Este disco no es estrictamente una novedad (salió el veintisiete de abril pasado) y ha sido mucho lo que se ha escrito sobre él en todo este tiempo, pero se pueden considerar lógicos algunos de los reparos que han retrasado la hora de atenderlo; uno de ellos es la cuestionable conveniencia, suficientemente contrastada a través de los años, de la reunión de grandes bandas tras largos períodos de separación. En el caso de Blur esta situación viene agrabada por el desastroso resultado de su último trabajo conjunto (Think Tank en 2003) y la más o menos traumática ruptura de la formación, especialmente tras las graves discrepancias entre sus dos miembros más destacados, Damon Albarn y Graham Coxon. También se puede sospechar que una reunión de este tipo obedece principalmente a motivos económicos, lo que es detectable por olfatos mínimamente avezados, y esto también requiere de un período de desengaño. Por estas y puede que otras razones cuesta poner muchas expectativas en este tipo de regresos; seguramente sea un prejuicio, pero en general no suelen dar resultados demasiado buenos.
Lo cierto es que el caso de Blur venía comentándose durante años; habían dado conciertos, participado en festivales y sacado sencillos esporádicamente durante estos últimos años de separación y la rumorología siempre anunciaba una inminente reunión que no terminaba de producirse. Parece ser que la chispa definitiva se produjo tras la cancelación de un festival en Tokyo, lo que provocó que la banda se quedara atrapada allí durante cinco días que dedicaron a componer nuevo material, y todo ello aceleró la gestación de este disco y esta algo improvisada reunión.

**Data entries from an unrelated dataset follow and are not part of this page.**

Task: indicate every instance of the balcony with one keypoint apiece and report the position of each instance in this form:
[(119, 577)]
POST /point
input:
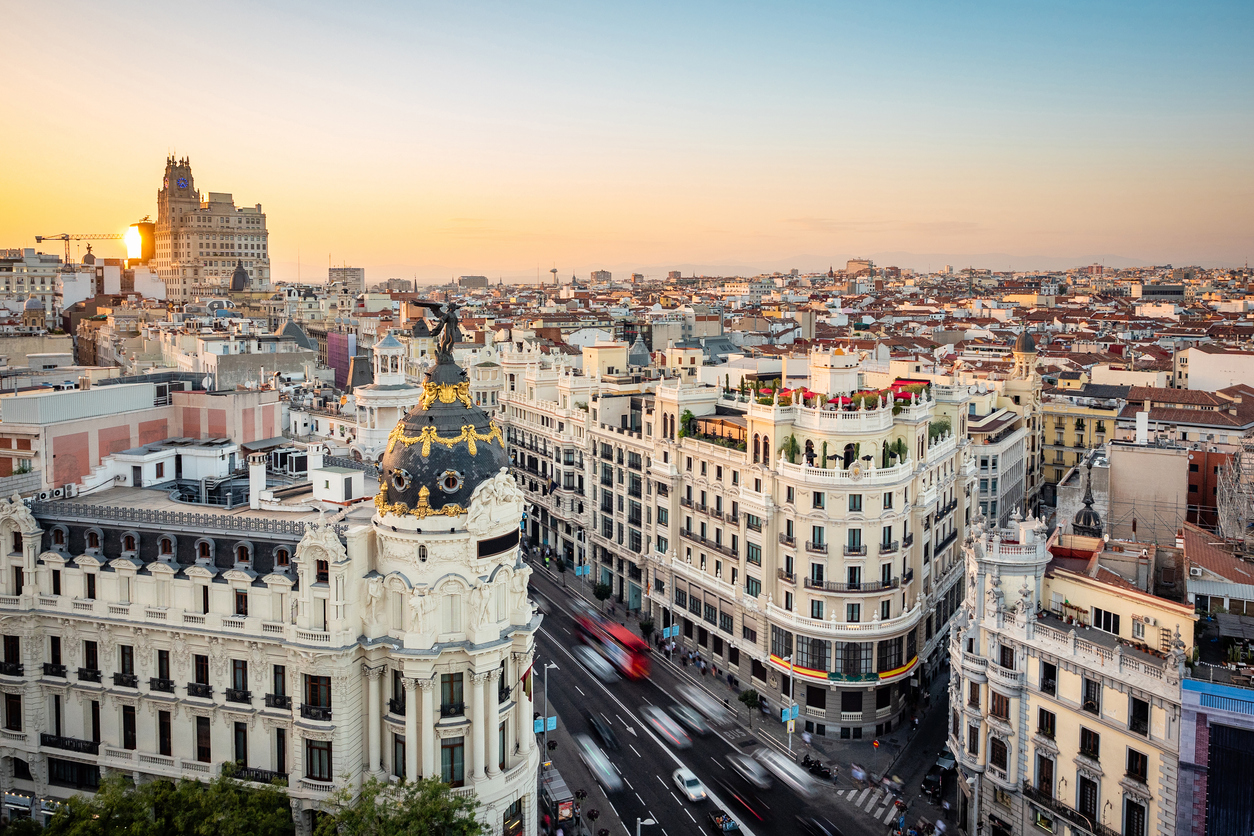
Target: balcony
[(865, 585), (316, 712), (255, 775), (1074, 816), (69, 743)]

Quizás este carácter circunstancial e imprevisto, lejos de presiones y grandes expectativas, haya tenido su importancia en el más que aceptable resultado de esta reunión de Blur; porque The Magic Whip nos devuelve a una banda lógicamente más reposada pero cuyo sonido les aproxima más a sus primeros discos que a los últimos. Como si hubieran asumido con inteligencia esta nueva e incierta etapa y combinaran los toques de su característica jovialidad con la experimentación que ya practicaron antes de separarse y que Albarn continuaría practicando en solitario.

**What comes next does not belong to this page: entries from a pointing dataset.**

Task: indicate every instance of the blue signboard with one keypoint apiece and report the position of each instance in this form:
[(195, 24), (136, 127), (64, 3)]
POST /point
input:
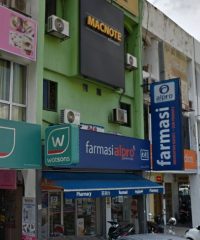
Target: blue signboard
[(166, 118), (111, 193), (109, 151)]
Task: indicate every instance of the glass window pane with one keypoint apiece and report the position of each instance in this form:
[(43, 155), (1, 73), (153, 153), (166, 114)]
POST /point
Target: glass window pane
[(19, 84), (49, 95), (4, 79), (18, 113), (55, 212), (4, 111), (86, 213), (69, 216)]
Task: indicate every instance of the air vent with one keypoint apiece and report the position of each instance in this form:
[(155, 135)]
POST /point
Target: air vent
[(69, 116), (58, 27), (120, 116), (22, 6)]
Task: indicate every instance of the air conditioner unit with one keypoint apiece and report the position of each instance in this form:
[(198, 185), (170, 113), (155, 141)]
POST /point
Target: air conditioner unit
[(20, 5), (69, 116), (5, 2), (120, 116), (131, 62), (57, 27)]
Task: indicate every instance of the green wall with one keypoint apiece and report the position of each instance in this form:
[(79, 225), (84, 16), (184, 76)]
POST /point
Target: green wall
[(61, 60)]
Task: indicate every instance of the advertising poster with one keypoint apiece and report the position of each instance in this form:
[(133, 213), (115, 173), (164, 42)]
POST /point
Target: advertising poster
[(18, 34), (28, 219)]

Así los lúdicos arreglos de Lonesome Street desprenden una vitalidad adulta, como la divertida y original mezcla de guitarras y electrónica de Ice Cream Man, los coros festivos de Ong Ong o el estribillo juguetón de I Broadcast. Por otra parte hay canciones de mayor densidad, como en los aires orientales de New World Towers, en los sintetizadores de Thought I Was Spaceman o en My Terracotta Heart. En otras hay mayor relevancia de la sección rítmica como en el pop grave de Go Out, en Pyongyang, en el acompañamiento de los bellos arreglos orquestales en There Are Too Many Of Us o en los aires soul de la destacada línea de bajo en Ghost Ship.

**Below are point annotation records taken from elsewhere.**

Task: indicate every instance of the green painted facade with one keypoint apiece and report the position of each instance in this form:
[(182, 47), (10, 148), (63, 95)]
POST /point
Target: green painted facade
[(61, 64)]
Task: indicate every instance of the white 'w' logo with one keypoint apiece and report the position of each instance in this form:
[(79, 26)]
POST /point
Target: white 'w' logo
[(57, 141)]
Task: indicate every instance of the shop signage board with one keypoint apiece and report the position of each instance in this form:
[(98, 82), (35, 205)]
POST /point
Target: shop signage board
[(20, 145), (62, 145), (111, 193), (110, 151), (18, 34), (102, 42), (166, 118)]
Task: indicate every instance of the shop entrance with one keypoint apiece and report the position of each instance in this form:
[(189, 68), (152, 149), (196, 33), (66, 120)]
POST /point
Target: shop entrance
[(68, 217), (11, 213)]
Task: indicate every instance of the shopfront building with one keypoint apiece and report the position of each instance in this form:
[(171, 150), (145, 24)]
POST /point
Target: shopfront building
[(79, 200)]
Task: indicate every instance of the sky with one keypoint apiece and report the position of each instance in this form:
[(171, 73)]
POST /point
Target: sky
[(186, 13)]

Poco más se les puede pedir si partimos de que la insolencia de los veintitantos es irrecuperable; han sabido reengancharse a los nuevos tiempos con inteligencia y sin perder las principales señas de identidad que les hicieron grandes en los primeros noventa, recreando con éxito parte de aquel sonido en varias canciones que no hubieran desmerecido en aquellos fantásticos discos de sus inicios.